Is this really how you’d like your teenager to learn about sex? I think not. Well, wake-up call parents out there! For a majority of adolescents, television is where they get their first hints (at times quite obvious ones) of sexual relations. If not from the media, it’s usually from other older but not necessarily wiser, teens.
Now in the age of the World Wide Web, the internet is a significant source of information—and misinformation. Picture this, your teen’s surfing the net, doing some homework research and all of a sudden a pop-up appears of a man and woman doing some mattress acrobatics! What will this leave him thinking? After catching a glimpse of a sex scene on the net, your teen’s left to interpret this any which way he wants, unless he’s given the proper guidance.
Openness
But as much as we’d like to adhere to keeping mum about topics which may leave us feeling awkward, we ought to consider the genuine advantage of openness. Studies have shown that starting your children with an open relationship early on improves the chances that they will go to you for answers to questions that trouble them in the future. It has even been documented that being open with your teen can actually lead them to take proper precautions when faced with a sexual situation. These are good points to keep in mind when you may be experiencing “the talk” jitters.
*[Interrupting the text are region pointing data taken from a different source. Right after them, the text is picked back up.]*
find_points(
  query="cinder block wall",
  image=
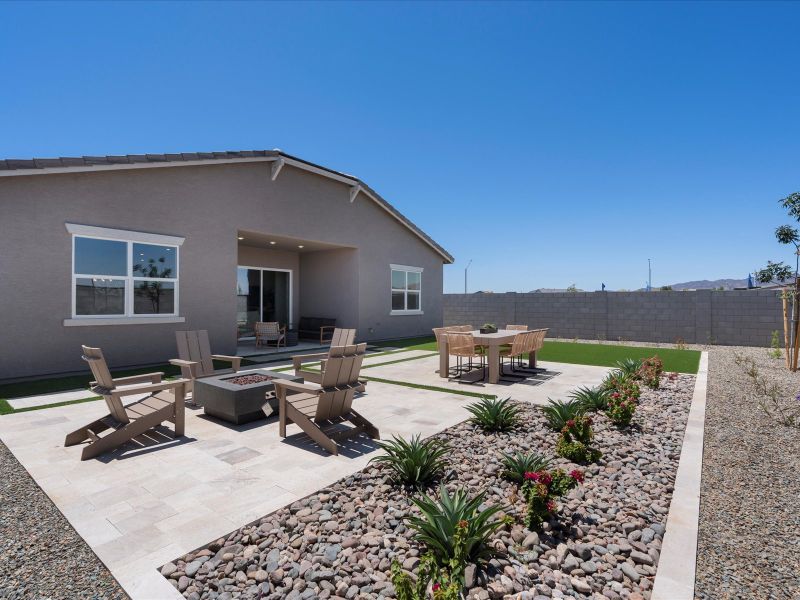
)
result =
(736, 318)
Openness can be a vital tool for you as a parent. What parent wouldn’t want their teenager to come to them first with their problems? In order to offer the best guidance, as parents we need to know what’s going on in our adolescents’ heads. Unfortunately, not all of us are blessed with the powers of mind-reading or mental telepathy! We may result to ‘feeling things out’ instead. And for this, awareness is a key. Pay attention to any signals your son or daughter may be sending about his/her sexuality. But sprinting to the finish line to interpret them isn’t a good idea as well. There are certain things to consider.